Auto-populate

Tables in the initial portions of the pipeline are populated from outside the pipeline. In subsequent steps, computations are performed automatically by the DataJoint pipeline.

Computed tables belong to one of the two auto-populated Data Tiers: dj.Imported and dj.Computed. DataJoint does not enforce the distinction between imported and compputed tables: the difference is purely semantic, a convention for developers to follow. If populating a table requires access to external files such as raw storage that is not part of the database, the table is designated as imported. Otherwise, it is computed.

Make-tuples

Auto-populated tables are defined and queried exactly as other tables such as Manual Tables, for example. Their data definition follows the same Definition syntax.

For auto-populated tables, data should never be entered using Insert directly. Instead, these tables must define the callback method makeTuples(self, key) in MATLAB _make_tuples(self, key). The insert method then can only be called on self inside this callback method.

Consider the following example:

Imagine that there is a table test.Image that contains 2D grayscale images in its image attribute. Let us define the computed table, test.FilteredImage that filters the image in some way and saves the result in its filtered_image attribute.

The class will be defined as follows.

matlab MATLAB

%{
# Filtered image
-> test.Image
---
filtered_image : longblob
%}

classdef FilteredImage < dj.Computed
    methods(Access=protected)
        function makeTuples(self, key)
            img = fetch1(test.Image & key, 'image');
            key.filtered_image = myfilter(img);
            self.insert(key)
        end
    end
end

python Python

@schema
class FilteredImage(dj.Computed):
    definition = """
    # Filtered image
    -> Image
    ---
    filtered_image : longblob
    """

    def _make_tuples(self, key):
        img = (test.Image() & key).fetch1['image']
        key['filtered_image'] = myfilter(img)
        self.insert(key)

The make_tuples method received one argument: the key of type struct in MATLAB and dict in Python. The key represents the partially filled tuple, usually already containing Primary Key attributes.

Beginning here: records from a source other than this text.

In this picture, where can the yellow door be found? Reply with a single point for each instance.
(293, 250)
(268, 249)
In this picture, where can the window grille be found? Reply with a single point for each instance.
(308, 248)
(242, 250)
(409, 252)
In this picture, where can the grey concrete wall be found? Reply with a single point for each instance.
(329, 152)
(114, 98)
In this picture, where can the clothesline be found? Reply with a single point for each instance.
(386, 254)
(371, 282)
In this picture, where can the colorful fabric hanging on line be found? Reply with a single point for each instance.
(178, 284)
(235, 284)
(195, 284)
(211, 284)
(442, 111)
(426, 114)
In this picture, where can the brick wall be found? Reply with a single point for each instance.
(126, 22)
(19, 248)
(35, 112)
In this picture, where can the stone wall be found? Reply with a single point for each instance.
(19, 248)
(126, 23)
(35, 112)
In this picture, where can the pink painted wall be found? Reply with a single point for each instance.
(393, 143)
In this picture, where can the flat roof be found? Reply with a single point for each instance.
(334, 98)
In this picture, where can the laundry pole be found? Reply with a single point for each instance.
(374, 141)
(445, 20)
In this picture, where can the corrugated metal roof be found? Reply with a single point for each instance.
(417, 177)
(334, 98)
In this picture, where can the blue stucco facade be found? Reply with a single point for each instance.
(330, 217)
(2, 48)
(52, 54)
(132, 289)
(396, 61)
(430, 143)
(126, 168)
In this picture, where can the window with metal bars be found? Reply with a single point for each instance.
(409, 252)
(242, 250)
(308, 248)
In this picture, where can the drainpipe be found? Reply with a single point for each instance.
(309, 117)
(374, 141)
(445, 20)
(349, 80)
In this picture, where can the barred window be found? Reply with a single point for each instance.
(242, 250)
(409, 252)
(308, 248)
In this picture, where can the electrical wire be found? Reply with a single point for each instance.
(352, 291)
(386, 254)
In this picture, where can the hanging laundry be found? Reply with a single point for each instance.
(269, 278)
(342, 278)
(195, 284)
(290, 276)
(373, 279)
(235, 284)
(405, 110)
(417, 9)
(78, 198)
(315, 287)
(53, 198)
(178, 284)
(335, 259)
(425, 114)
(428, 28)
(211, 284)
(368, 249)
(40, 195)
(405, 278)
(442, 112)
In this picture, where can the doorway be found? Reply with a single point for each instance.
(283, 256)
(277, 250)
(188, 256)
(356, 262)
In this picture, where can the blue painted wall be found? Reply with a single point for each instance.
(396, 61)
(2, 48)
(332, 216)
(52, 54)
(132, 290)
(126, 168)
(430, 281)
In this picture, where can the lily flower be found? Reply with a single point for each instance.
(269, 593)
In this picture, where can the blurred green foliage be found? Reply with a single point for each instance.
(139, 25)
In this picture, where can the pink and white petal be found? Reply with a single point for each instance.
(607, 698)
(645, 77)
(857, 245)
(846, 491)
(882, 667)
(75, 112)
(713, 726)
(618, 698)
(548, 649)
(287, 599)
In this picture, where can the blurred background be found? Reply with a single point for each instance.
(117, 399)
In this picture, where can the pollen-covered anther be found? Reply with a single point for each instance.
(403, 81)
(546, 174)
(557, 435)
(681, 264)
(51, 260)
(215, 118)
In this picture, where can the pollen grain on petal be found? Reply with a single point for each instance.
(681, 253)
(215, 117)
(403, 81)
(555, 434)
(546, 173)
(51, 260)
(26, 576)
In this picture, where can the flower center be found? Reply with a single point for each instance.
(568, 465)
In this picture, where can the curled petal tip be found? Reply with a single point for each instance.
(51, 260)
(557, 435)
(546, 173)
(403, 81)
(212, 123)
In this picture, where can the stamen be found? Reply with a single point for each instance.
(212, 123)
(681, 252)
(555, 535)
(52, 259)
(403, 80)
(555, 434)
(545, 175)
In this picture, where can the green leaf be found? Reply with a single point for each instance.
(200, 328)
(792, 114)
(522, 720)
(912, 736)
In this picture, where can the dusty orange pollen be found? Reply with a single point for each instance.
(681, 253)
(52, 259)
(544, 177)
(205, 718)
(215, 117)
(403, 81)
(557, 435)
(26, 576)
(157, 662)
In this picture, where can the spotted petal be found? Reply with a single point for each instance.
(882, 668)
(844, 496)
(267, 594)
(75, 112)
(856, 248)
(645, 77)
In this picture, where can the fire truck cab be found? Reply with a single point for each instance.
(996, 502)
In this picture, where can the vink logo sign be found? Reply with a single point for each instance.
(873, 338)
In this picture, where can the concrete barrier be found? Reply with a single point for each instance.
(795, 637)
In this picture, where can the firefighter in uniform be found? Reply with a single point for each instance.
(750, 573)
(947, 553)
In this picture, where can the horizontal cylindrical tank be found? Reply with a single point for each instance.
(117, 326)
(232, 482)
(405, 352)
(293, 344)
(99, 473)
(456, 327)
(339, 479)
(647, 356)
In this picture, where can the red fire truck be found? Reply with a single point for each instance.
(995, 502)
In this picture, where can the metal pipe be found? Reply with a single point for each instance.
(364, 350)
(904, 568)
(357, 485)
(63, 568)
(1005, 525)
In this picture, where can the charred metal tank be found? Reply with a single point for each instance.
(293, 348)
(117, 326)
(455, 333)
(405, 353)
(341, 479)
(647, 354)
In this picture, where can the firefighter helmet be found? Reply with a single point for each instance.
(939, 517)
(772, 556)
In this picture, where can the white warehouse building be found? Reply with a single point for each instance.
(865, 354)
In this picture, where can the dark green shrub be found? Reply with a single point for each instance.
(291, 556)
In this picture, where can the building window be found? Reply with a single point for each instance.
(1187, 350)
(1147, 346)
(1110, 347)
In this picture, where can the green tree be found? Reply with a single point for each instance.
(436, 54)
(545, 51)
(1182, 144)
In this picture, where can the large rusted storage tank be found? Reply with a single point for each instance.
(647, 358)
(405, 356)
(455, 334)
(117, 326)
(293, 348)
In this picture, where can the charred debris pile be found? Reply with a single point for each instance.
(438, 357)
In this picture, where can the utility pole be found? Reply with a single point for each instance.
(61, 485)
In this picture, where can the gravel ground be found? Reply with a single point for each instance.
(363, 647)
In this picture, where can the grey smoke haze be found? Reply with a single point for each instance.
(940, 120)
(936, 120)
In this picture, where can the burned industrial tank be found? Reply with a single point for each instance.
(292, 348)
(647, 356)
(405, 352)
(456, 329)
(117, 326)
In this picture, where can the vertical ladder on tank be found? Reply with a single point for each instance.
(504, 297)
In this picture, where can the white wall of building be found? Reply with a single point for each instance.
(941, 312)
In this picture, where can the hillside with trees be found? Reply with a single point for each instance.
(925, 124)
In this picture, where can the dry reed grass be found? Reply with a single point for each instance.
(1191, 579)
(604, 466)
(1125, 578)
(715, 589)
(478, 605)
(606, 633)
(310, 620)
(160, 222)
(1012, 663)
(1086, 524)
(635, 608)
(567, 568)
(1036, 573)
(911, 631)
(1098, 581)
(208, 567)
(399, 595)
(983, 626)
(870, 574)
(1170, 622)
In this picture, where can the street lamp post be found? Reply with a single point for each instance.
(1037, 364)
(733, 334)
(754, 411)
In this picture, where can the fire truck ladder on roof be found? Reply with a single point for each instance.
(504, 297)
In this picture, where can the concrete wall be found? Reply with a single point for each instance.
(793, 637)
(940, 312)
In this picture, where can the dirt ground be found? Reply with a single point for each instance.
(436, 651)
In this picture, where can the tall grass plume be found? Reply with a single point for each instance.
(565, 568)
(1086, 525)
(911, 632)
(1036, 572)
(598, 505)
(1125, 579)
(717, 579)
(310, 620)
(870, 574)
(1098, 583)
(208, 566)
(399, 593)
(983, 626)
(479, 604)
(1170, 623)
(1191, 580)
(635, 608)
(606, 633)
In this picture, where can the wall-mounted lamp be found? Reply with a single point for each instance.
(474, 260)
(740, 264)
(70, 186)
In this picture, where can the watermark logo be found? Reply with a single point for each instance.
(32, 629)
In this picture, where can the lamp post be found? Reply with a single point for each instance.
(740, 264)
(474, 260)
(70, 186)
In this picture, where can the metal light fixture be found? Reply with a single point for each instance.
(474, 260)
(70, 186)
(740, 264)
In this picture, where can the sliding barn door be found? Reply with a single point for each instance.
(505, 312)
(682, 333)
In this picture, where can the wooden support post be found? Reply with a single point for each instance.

Inside the callback, three things always happen:

  1. Fetch data from tables upstream in the pipeline using the key for Restriction.
  2. The missing attributes are computed and added to the fields allredy in key.
  3. The entire tuple is inserted into self.

make_tuples may populate multiple tuples in one call when key does not specify the entire primary key of the populated table.

Populate

The inherited populate method of dj.Imported and dj.Computed automatically calls make_tuples for every key for which the auto-populated table is missing data.

The FilteredImage table can be populated as

python Python

FilteredImage().populate()

The progress of long-running calls to `populate()` in datajoint-python can be visualized by adding the `display_progress=True` argument to the populate call.

matlab MATLAB

populate(test.FilteredImage)

Note that it is not necessary which data needs to be computed. DataJoint will call make_tuples, one-by-one, for every key in Image for which FilteredImage has not yet been computed.

Chains of auto-populated tables form computational pipelines in DataJoint.